I started working with the Makita rotary combined with a green Gloss-it pad and Menzerna PF2500. This left some buffer trails and hazing, showing me that I was right about the very soft plastic.
Followed using a blue Gloss-it pad combined with Menzerna FF3000 on the rotary. Working it in on speed 2,5 and gradually lowering this to finish very slow (speed 1) in speed and movement, lifting the machine from the plastic made sure we achieved a nice result.

The final part was some further cleaning and protection. I chose Swissvax Cleaner Fluid to be make sure I removed every singly polish residu and to prepare to surface for protection. 
I went a bit over the top and used Swissvax Zuffenhausen because the guys from Porsche were involved for a small part. 

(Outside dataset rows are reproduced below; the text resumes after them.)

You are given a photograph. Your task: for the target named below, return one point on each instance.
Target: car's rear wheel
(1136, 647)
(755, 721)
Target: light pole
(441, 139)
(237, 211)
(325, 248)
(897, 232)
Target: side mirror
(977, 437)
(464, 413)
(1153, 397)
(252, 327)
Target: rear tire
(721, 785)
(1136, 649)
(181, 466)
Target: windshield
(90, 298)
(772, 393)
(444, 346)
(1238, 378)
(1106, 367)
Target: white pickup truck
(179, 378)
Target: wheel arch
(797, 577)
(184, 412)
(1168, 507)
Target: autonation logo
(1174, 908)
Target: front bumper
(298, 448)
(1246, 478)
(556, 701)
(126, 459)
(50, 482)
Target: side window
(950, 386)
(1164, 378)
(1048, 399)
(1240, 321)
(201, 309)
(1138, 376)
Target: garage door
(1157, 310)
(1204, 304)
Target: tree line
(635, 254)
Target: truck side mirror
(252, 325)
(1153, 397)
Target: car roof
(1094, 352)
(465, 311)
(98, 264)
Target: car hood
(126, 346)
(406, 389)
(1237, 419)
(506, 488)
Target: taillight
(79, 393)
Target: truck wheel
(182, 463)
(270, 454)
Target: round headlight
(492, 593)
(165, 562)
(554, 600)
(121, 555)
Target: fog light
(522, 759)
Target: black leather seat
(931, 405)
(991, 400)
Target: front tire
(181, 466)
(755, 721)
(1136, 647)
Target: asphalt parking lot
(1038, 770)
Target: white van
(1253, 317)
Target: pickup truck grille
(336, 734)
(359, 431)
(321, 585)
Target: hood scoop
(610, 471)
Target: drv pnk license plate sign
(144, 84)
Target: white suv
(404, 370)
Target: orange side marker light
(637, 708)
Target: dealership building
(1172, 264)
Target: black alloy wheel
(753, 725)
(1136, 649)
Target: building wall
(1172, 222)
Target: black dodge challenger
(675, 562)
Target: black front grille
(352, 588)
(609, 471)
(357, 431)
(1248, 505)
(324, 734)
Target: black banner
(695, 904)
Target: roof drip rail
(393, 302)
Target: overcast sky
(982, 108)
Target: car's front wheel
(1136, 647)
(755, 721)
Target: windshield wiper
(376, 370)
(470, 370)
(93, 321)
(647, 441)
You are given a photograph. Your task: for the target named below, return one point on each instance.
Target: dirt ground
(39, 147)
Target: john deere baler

Thanks for reading, and yes there will be more RS2 parts being detailed. I just need to find the time! 

*Pictures* (click)


























Firs step in polishing, you can see the buffertrails.










Totally finished...


----------



## Ducky (Mar 19, 2007)

Sweet, as a fellow RS2 owner I'd be interested in your upcoming posts also! :thumb:


----------



## Wax-IT.be (Feb 3, 2011)

You can follow updates and such on the s2forum: http://www.s2forum.com/forum/showthread.php?t=37112


----------



## Ducky (Mar 19, 2007)

Oh it's you  I hadn't seen that post on S2forum as yet, but I recognise the car. lol :thumb:


----------



## details (May 13, 2009)

wow:thumb:


----------